The Japanese dive bomb attack on Pearl Harbor revolutionized military thinking in 1941, proving that aircraft launched from carrier decks were a legitimate and tenable threat to capital ships. The Battles of the Coral Sea and Midway reinforced this conclusion in 1942, as the U.S. Pacific Battle Fleet defeated Admiral Isoroku Yamamoto in the first naval battles fought exclusively by aircraft. These factors impelled a critical demand for more effective anti-aircraft defenses aboard military vessels, leading to the invention of the Bofors forty-millimeter gun.

Battleship Cove is pleased to announce the recent $120,000 restoration of four (4) such weapons aboard Battleship Massachusetts.
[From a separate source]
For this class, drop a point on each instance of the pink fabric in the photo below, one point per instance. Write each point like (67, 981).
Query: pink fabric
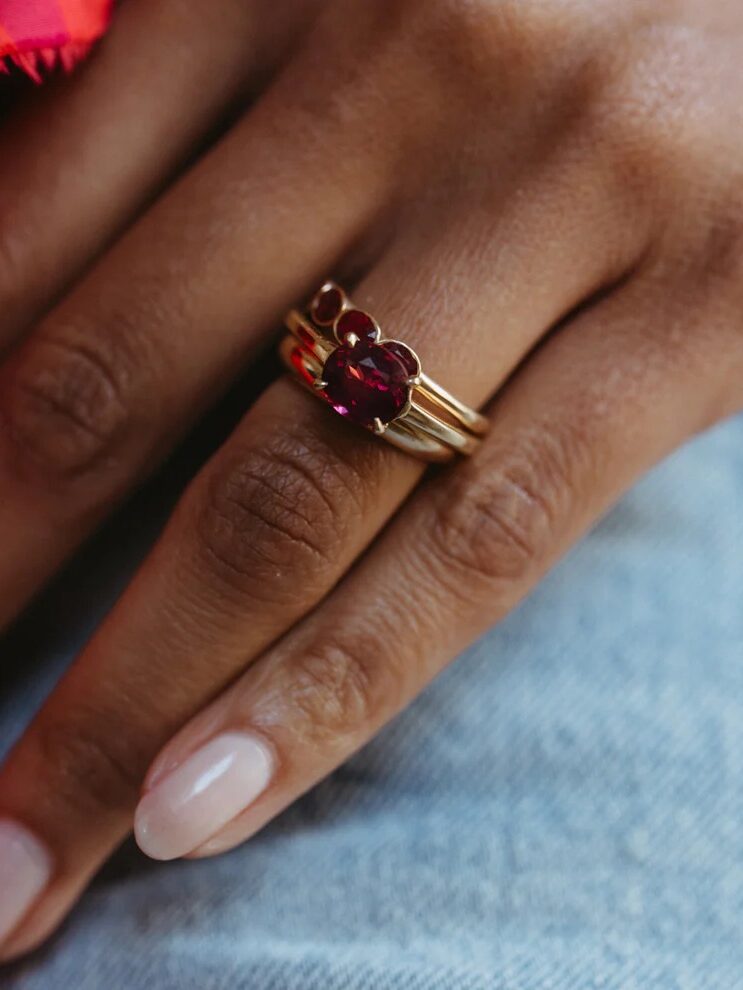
(39, 34)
The Massachusetts is the only historic naval vessel in New England to exhibit these guns, which have been completely restored to full manual mode. Of Swedish design, the Bofors 40MM mounts represented an exponential leap in anti-aircraft weaponry. Readily adopted by the U.S. Navy in the 1940's the twelve-ton mounts were originally manned by a crew of eleven sailors and aimed by a remote director.

Funded by the Marion-based defense contractor Sippican, Inc., the Bank of Fall River, and the Massachusetts Historical Commission, the project included: rehabilitation of the mechanical drives, recasting of the handwheels, sight rings, and other components, the installation of visitor safety shields, and all-weather painting. Additionally, Battleship Cove installed four-color interpretive panels describing the mounts in their historical context.

Favorites among visiting schoolchildren, these interactive mounts have been refurbished to full "local mode" working order. "Unlike with other museum exhibits, the kids are encouraged to sit where a World War II crewmember sat, see through the sights and crank the handles," states Battleship Cove Preservation Officer Strafford Morss, "all for the purpose of saving the ship and crew from enemy aircraft."